Raskin had become the most contentious of Biden’s five nominees to the central bank’s Board of Governors, generating strong opposition from the outset from Republicans who said she would use the vice chair of supervision post to steer the Fed toward oversight policies that would penalize banks who lend to fossil fuel companies.
Raskin had been favored by progressive Democrats, such as Senator Elizabeth Warren of Massachusetts, who had pushed Biden to install someone who would pursue stiffer banking oversight after regulatory rollbacks under the previous supervision czar, Randal Quarles.

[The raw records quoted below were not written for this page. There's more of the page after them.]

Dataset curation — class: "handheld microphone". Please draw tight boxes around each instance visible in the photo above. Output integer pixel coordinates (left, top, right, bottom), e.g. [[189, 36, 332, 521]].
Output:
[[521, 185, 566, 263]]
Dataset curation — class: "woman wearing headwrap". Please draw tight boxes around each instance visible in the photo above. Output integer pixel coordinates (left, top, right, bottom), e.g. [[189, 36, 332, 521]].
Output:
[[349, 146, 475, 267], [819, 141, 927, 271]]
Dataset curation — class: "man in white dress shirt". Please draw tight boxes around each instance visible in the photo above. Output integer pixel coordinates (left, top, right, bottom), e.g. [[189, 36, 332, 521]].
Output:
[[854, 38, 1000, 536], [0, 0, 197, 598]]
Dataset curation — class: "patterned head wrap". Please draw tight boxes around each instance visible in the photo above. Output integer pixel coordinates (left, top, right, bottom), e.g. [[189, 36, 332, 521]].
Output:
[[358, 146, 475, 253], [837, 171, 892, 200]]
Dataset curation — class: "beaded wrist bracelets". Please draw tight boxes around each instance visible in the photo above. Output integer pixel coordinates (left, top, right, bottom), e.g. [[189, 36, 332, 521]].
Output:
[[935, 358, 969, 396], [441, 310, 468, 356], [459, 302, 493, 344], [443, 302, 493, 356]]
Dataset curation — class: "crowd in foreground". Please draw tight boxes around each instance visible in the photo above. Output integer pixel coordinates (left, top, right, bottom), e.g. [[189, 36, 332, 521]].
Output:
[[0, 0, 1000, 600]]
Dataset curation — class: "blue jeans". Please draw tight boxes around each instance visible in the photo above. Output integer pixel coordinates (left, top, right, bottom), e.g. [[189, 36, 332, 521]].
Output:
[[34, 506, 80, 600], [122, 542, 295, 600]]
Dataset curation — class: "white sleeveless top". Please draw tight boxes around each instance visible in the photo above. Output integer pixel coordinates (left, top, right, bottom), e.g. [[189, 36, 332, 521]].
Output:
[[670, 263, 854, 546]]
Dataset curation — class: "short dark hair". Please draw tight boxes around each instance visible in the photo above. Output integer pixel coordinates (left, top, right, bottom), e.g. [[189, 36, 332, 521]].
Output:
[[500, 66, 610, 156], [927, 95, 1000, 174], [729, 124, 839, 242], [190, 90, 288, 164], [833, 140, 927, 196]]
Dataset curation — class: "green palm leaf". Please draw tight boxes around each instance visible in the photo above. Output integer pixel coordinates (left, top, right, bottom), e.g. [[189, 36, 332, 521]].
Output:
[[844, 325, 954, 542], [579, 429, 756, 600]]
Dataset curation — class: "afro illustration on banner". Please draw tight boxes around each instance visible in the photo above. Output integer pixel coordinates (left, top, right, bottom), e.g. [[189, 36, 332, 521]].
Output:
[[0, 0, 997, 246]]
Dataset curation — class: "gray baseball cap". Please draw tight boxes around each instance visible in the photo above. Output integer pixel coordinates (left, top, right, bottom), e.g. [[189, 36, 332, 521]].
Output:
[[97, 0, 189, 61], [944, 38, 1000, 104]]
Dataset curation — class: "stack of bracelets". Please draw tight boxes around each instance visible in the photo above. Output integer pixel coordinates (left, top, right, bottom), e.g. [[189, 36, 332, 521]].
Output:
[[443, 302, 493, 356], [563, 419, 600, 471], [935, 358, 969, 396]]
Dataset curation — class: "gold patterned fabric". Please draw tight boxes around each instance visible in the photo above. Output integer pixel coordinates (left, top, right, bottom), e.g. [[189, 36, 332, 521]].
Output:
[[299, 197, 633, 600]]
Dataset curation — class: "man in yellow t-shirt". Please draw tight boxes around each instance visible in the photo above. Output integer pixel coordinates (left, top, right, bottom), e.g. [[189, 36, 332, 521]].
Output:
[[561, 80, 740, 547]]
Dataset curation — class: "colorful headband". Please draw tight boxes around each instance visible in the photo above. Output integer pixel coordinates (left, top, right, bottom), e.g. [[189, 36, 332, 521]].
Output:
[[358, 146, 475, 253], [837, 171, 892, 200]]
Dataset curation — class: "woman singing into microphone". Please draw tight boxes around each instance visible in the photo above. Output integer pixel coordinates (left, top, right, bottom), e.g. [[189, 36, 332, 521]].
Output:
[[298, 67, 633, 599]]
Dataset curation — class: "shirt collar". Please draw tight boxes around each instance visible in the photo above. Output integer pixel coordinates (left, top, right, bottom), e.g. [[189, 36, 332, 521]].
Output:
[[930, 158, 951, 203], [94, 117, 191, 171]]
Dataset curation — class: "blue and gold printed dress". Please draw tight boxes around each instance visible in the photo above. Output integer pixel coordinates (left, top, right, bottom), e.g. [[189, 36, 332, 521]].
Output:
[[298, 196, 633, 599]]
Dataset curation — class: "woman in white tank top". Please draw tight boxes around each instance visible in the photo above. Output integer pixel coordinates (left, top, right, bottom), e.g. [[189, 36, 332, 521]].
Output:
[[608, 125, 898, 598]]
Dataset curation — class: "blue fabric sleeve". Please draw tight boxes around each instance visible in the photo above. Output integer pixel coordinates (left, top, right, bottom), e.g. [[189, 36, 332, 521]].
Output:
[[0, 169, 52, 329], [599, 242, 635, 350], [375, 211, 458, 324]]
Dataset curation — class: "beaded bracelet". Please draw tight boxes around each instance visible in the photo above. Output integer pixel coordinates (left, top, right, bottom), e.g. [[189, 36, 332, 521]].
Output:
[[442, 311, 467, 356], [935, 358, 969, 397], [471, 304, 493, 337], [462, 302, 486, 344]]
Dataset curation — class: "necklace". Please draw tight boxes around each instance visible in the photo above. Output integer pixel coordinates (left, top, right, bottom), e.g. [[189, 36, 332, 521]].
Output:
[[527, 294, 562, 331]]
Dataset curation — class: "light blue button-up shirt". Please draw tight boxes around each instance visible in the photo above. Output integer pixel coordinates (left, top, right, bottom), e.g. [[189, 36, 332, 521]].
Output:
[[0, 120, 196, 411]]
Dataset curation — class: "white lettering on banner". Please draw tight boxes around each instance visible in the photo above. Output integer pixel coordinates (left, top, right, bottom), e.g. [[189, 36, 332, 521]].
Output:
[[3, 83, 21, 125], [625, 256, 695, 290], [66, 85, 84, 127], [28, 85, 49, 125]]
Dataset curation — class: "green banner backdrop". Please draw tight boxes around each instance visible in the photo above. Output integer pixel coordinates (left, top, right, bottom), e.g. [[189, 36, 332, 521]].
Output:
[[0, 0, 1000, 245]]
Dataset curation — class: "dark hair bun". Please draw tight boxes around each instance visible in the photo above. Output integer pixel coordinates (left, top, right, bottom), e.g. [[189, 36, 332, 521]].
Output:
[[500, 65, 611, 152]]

Her withdrawal clears the way for the Senate to act on the four remaining nominees, which include Jerome Powell for a second term as the central bank’s chair.
Republicans on the Senate Banking Committee, which reviews Fed appointments, had blocked progress on the nominations by refusing to attend voting sessions over their objections to Raskin.
The banking committee’s top Republican, Pat Toomey, said on Tuesday he and his colleagues were now ready to vote.
Republicans may still try to block at least a couple of Biden’s other picks, including Lael Brainard, an existing Fed governor, to be the central bank’s vice chair, and Michigan State University’s Lisa Cook, who would be the Fed Board’s first Black female member. Toomey has said he opposes both.
Powell and the last nominee, Davidson College’s Philip Jefferson, have bipartisan support.
In a 50-50 Senate that Democrats control only by virtue of Vice President Kamala Harris’ tie-breaking position, nominees need the backing of every member of Biden’s party to gain confirmation if Republicans are united in opposition, as they appeared to be in Raskin’s case.
When Senator Joe Manchin of West Virginia, a conservative Democrat from a Republican-leaning state that is among the country’s biggest coal producers, announced his opposition to Raskin on Monday – followed by “Nos” from moderate Republicans – her nomination was effectively over.
“Their point of contention was my frank public discussion of climate change and the economic costs associated with it,” Raskin said in her resignation letter. It is “not a novel or radical position,” she wrote, to add climate change to the list of risks the Fed should consider to ensure financial and economic stability.
The question for the Biden administration now is whether to pivot toward a moderate for the job or even leave the post open.
The New Yorker magazine first reported that Raskin had withdrawn her nomination.